Manchmal scheint JESUS uns zu überfordern. In der Bergpredigt sagt ER: „Wer seinem Bruder zürnt, verfällt dem Gericht.“ (Mt 5,22) Sind wir dann nicht alle verloren? Regen wir uns nicht mindestens einmal am Tag über einen anderen auf?

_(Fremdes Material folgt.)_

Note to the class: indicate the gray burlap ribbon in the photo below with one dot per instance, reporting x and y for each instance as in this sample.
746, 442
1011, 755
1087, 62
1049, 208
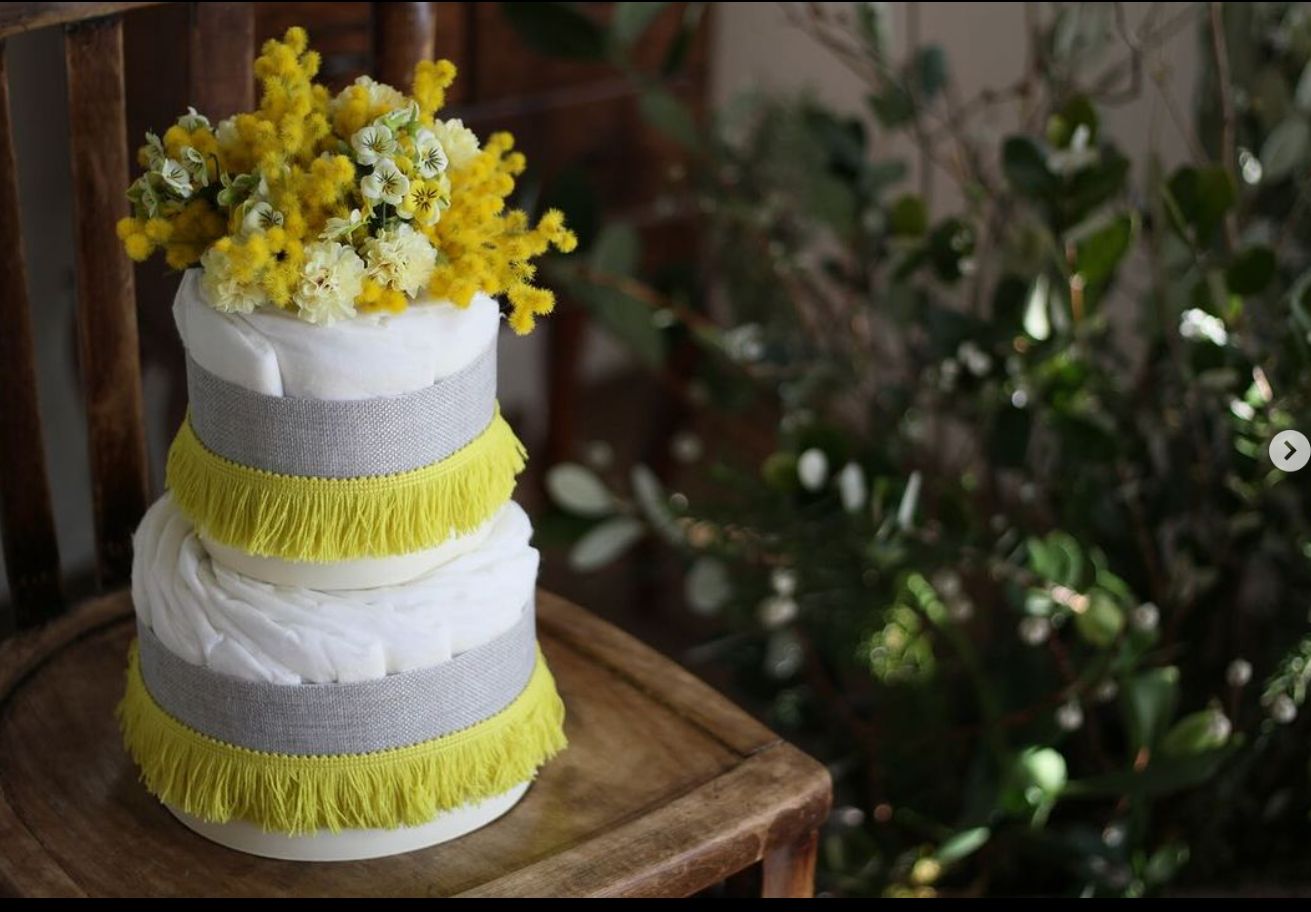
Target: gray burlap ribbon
342, 438
362, 717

Es existieren gerechter und ungerechter Zorn. JESUS selbst reinigt mit einer Geißel aus Stricken den Tempel-Vorhof. Sein Zorn ist gerechtfertigt. Der Tempel ist zum Gebet da und kein Supermarkt. Händler haben im GOTTES-Haus nichts zu suchen. JESUS zeigt hier gerechten Zorn.
Grenzen des Zorns
Doch auch gerechter Zorn hat Grenzen.
Es ist richtig, Fehlentwicklungen in Kirche und Staat anzumahnen, doch wenn darüber die Freude an GOTT und am Leben verlorengeht, nimmt die Seele Schaden.

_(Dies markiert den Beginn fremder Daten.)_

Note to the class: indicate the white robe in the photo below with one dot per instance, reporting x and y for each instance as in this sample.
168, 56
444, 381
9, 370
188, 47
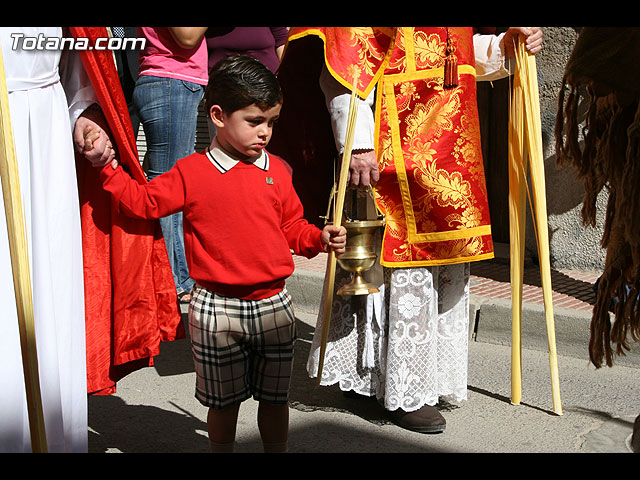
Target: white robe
43, 143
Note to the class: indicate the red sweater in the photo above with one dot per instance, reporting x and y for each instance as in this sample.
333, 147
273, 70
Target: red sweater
239, 226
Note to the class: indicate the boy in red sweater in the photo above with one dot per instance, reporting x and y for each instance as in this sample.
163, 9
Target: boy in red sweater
242, 219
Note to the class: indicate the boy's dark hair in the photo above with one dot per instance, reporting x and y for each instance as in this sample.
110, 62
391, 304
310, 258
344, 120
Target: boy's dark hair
238, 81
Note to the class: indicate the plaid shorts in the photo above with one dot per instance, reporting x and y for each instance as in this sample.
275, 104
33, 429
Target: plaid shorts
241, 348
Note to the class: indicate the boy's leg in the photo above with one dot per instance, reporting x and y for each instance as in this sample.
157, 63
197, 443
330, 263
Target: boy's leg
273, 423
221, 424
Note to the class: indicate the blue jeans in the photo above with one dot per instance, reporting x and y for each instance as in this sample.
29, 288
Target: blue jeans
168, 110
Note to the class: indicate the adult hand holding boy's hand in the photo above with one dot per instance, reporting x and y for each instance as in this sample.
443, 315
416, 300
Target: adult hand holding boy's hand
334, 238
91, 138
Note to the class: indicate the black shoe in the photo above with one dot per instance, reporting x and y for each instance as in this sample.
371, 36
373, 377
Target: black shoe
425, 420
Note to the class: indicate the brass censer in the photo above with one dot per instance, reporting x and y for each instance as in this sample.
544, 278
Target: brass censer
361, 249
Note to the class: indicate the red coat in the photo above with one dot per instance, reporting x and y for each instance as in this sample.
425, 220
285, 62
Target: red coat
130, 297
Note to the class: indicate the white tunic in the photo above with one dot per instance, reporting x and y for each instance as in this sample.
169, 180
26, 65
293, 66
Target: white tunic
43, 143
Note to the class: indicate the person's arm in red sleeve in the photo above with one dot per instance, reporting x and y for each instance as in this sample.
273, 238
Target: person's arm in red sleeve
162, 196
304, 238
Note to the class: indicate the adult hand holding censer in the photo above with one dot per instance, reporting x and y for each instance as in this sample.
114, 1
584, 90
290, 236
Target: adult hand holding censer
340, 192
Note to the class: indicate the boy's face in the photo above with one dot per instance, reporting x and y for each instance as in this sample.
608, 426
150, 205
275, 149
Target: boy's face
245, 133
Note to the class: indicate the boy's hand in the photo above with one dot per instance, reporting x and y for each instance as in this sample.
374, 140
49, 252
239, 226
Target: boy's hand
334, 238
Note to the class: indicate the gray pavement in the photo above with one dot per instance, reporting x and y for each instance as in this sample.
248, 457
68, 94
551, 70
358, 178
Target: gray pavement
154, 409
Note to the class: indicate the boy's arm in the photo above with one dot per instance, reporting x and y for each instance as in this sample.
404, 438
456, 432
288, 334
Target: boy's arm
162, 196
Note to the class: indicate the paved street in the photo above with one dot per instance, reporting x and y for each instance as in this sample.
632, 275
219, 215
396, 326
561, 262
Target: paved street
154, 410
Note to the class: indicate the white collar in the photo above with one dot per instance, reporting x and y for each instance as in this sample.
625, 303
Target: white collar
223, 162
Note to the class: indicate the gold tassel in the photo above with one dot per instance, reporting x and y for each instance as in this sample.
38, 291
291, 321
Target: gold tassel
450, 71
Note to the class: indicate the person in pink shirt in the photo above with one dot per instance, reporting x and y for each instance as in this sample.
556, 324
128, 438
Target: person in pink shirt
171, 81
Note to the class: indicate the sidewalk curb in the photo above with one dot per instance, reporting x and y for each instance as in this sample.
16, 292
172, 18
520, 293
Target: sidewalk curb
490, 320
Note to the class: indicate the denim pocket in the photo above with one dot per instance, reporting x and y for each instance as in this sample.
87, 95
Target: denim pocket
194, 87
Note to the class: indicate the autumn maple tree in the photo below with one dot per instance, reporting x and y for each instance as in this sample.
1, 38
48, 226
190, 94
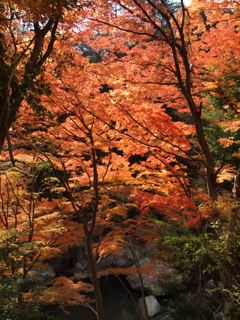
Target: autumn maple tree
166, 92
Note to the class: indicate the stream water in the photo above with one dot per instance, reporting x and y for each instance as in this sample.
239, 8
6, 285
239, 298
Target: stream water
118, 304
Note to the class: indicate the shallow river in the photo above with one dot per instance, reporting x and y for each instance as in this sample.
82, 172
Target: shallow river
117, 302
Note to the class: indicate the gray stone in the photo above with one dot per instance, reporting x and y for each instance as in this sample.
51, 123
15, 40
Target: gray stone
153, 307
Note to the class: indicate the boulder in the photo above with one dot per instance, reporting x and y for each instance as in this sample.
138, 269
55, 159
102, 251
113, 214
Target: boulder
153, 307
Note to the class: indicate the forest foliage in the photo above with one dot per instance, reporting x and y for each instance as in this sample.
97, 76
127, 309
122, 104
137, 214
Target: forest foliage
119, 124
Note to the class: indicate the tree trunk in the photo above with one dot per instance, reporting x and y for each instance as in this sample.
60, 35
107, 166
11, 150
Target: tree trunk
95, 281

Auch berechtigte Kritik an Verantwortlichen der Kirche und des Staates muß einmal ein Ende haben.
Sonst bleibt Groll in unserem Herzen stecken, und wir verlieren unseren Seelenfrieden und gehen selbst verloren.

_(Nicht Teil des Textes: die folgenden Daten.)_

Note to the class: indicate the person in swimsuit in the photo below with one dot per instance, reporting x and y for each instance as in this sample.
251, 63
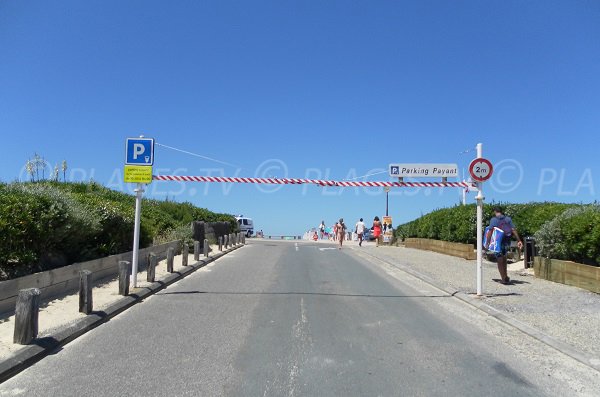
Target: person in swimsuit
341, 230
376, 230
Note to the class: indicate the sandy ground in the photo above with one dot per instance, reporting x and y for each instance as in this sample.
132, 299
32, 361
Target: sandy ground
61, 312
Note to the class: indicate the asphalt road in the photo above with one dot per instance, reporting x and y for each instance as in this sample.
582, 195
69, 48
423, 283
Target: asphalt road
280, 319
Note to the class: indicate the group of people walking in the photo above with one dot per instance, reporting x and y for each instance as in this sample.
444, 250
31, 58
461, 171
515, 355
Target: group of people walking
340, 231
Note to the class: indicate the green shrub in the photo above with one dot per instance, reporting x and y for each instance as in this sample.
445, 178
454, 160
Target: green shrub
49, 224
458, 223
574, 235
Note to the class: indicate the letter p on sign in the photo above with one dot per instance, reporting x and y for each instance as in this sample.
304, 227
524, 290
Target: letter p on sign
139, 151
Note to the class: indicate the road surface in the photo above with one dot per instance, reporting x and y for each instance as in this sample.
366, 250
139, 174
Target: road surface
288, 319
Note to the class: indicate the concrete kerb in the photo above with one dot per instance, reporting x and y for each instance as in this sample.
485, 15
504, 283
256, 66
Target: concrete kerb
473, 300
44, 346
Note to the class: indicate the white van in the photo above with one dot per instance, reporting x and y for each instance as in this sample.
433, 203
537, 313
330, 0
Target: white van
246, 225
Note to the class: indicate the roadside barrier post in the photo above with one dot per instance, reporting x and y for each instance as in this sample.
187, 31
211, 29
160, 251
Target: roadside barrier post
151, 270
196, 250
185, 252
26, 316
170, 259
124, 274
86, 304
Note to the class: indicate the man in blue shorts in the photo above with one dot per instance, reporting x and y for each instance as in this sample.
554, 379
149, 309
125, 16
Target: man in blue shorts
505, 224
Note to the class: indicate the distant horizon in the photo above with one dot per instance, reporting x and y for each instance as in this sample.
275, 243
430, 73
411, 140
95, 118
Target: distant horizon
318, 91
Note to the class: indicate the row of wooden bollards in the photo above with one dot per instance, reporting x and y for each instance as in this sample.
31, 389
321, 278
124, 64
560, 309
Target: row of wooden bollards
28, 301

Nun zum falschen Zorn, um den es JESUS im Evangelium geht. Es ist der weit verbreitete ungerechte Zorn durch Urteile über Abwesende im Gespräch und durch negatives Denken über andere. Wir kennen weder das Herz des anderen, noch dessen Motivation, noch dessen persönliche Hintergründe, so daß wir gar nicht urteilen können. Stattdessen richten wir nach dem Augenschein. Oft wird verallgemeinert, ohne daß der Betreffende sich verteidigen kann.
GOTT allein ist Richter
Hinzu kommt das Paradox: Wir richten andere, wollen aber selbst nicht von anderen ungerecht behandelt werden. Das geht aber nicht, denn wir alle sind begrenzte Menschen. Deshalb mahnt JESUS uns: „Richtet nicht, damit ihr nicht gerichtet werdet!“, „Wer seinem Bruder auch nur zürnt, ist dem Gericht verfallen!“ Stattdessen die Aufforderung JESU: „Wenn dein Bruder etwas gegen dich hat, versöhne dich mit ihm!“ (Mt 5,24 ). Also nicht nur, wenn wir etwas gegen den anderen haben, sollen wir Versöhnung suchen, sondern sogar, wenn der andere etwas gegen uns hat, sollen wir immer wieder den Weg des Friedens suchen. Vorausgesetzt natürlich, daß der andere unser Friedensangebot annimmt. Weigert er sich, dann „behandele ihn wie einen Heiden“ und gib dich nicht weiter mit ihm ab. JESUS setzt sogar noch einen drauf: „Wenn eure Gerechtigkeit nicht größer ist als die der Schriftgelehrten und Pharisäer, könnt ihr nicht in das Himmelreich eingehen“ (Mt 5,20 ).
JESUS heißt „Retter“
Wer aber kann dann gerettet werden? Jeder der glaubt, daß JESUS unsere Gerechtigkeit ist und IHN um Hilfe bittet. Wir müssen aufhören, uns selbst für gerecht zu halten. „Selbst der Gerechte fällt siebenmal am Tage“ (Spr 24,16 ). Nur GOTT ist immer gerecht. Je mehr wir das leben und anerkennen, um so mehr wird GOTT uns zur Feindesliebe helfen. Denn ER ist es, der Kraft schenkt, Zorn und Ärger zu überwinden: „Selig, die hungern und dürsten nach der Gerechtigkeit!“ (Mt 5,6 ) Damit ist nicht gemeint, daß wir von allen gerecht behandelt werden, sondern wir danach hungern, GOTTES Willen zu erfüllen. Zuletzt siegt nur Seine Liebe und löscht allen Haß in der Welt. Noch vom Kreuz aus betet JESUS für uns: „VATER, verzeih ihnen. Denn sie wissen nicht, was sie tun.“ (Lk 23,34) So müssen auch wir handeln, wenn wir uns ungerecht behandelt fühlen.